A lot of people may not know this, but debt is classified into two categories: good debt and bad debt.
Good debt includes acquiring anything tangible like a house, which most people realistically cannot afford to pay for using cash. People take loans to fuel these needs without wiping out their personal savings or liquidating all investments. It is a type of debt which makes more sense as it is something affordable depending on monthly payments derived from regular cash flow.
A survey conducted by Sun Life Financial revealed that 38 per cent of Canadians who said they were better off financially than a year ago said it was due to controlling their debt. Of this group, 65 per cent paid down household debt this year and 50 per cent said they make lump sum contributions and/or regular monthly contributions to their RRSP. Clearly debt that can be controlled benefits you in the long run.

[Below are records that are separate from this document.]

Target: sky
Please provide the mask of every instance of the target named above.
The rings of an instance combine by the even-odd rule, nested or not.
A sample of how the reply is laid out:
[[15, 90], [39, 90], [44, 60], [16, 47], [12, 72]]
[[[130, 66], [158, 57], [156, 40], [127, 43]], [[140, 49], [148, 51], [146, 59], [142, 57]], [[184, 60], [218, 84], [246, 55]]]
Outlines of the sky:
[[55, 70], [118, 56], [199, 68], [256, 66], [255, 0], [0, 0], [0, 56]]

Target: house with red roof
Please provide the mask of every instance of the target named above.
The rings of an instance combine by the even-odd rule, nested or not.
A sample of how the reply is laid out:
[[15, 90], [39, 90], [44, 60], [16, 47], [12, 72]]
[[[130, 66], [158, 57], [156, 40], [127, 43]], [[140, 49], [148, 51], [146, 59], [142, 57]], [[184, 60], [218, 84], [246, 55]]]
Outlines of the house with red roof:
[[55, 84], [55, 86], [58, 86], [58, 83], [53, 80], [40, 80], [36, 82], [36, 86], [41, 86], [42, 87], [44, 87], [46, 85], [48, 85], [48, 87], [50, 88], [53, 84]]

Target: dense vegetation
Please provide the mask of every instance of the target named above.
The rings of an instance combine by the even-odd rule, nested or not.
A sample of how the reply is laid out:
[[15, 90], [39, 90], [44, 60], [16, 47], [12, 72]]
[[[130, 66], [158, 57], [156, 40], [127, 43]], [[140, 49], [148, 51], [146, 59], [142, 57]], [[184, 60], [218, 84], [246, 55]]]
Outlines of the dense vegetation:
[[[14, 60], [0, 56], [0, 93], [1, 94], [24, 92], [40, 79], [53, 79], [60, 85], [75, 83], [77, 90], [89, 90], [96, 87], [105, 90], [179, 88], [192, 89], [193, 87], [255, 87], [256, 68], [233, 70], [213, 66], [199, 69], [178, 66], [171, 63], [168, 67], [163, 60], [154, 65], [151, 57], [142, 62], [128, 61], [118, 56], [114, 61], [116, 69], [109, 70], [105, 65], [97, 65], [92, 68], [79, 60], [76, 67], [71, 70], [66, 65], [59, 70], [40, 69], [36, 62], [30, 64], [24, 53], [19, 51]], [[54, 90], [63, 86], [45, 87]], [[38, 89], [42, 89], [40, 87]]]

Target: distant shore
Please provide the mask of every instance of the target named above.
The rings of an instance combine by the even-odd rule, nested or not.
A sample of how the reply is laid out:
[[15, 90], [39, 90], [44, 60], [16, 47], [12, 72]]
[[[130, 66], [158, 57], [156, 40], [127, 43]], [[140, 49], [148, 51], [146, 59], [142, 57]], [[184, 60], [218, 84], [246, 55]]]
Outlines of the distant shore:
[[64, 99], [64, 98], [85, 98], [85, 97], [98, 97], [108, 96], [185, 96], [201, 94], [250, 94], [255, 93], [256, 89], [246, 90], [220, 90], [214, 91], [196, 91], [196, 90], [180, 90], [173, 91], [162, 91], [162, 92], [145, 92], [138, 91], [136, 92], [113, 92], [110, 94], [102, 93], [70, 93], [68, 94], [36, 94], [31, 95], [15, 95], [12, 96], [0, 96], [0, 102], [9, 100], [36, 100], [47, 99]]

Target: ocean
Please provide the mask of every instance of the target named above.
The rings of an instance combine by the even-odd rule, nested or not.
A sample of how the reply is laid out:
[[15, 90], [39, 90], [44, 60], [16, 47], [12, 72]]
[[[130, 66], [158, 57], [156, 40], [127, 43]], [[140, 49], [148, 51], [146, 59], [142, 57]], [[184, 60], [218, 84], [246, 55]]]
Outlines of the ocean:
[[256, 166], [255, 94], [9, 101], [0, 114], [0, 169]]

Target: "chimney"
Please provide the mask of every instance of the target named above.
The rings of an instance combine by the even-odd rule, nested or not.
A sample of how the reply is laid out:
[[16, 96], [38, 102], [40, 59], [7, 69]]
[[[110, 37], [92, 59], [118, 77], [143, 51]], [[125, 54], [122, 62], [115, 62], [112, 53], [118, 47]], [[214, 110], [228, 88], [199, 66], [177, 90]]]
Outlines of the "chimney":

Alternatively, bad debt is a result of buying things that are not a necessity but rather things you desire -- or living beyond your means; for example, paying a mortgage or rent that you can't afford. Everyone needs a place to live, but are they living in a home they can afford? In most cases, people borrow from others or more popularly, put these expenses onto credit cards to get what they want when they want it. This is regarded as the 'worst' form of debt since it usually carries the highest interest rate. Interest rates are steep, especially when there are cash advances. These are the things we need to consciously avoid! The dream of being able to afford a full retirement at age 66 is declining among Canadians due to debt making it necessary for them to work longer to pay it off. We don't want this for ourselves, so the time to act on controlling your debt is now!
There are a few things you can do in order to control your debt:
Sit down and figure out a feasible budget. This will provide some guidelines for spending instead of impulsively spending on everything you need and want, and assessing the damage after, as most people are guilty of doing.
Try not to use your credit card. Control your spending with your disposable cash fund after your main expenses are taken care of. By reducing the amount of entertainment and shopping you do on a regular basis, more money will go into paying expenses, which will help your debts disappear faster.
Do not wait for debt to catch up to you. The last thing you need is a bad credit rating, which challenges or prevents your opportunity for future investments, may lead to working beyond traditional retirement age or may lead to more dire consequences, like bankruptcy.
The best advice is to always seek professional counselling. Most people bury themselves so deep, they do not know where or how to start getting rid of their debt. Speak to an advisor for some helpful tips on ways of being on the right track and developing a plan to start getting rid of your debt.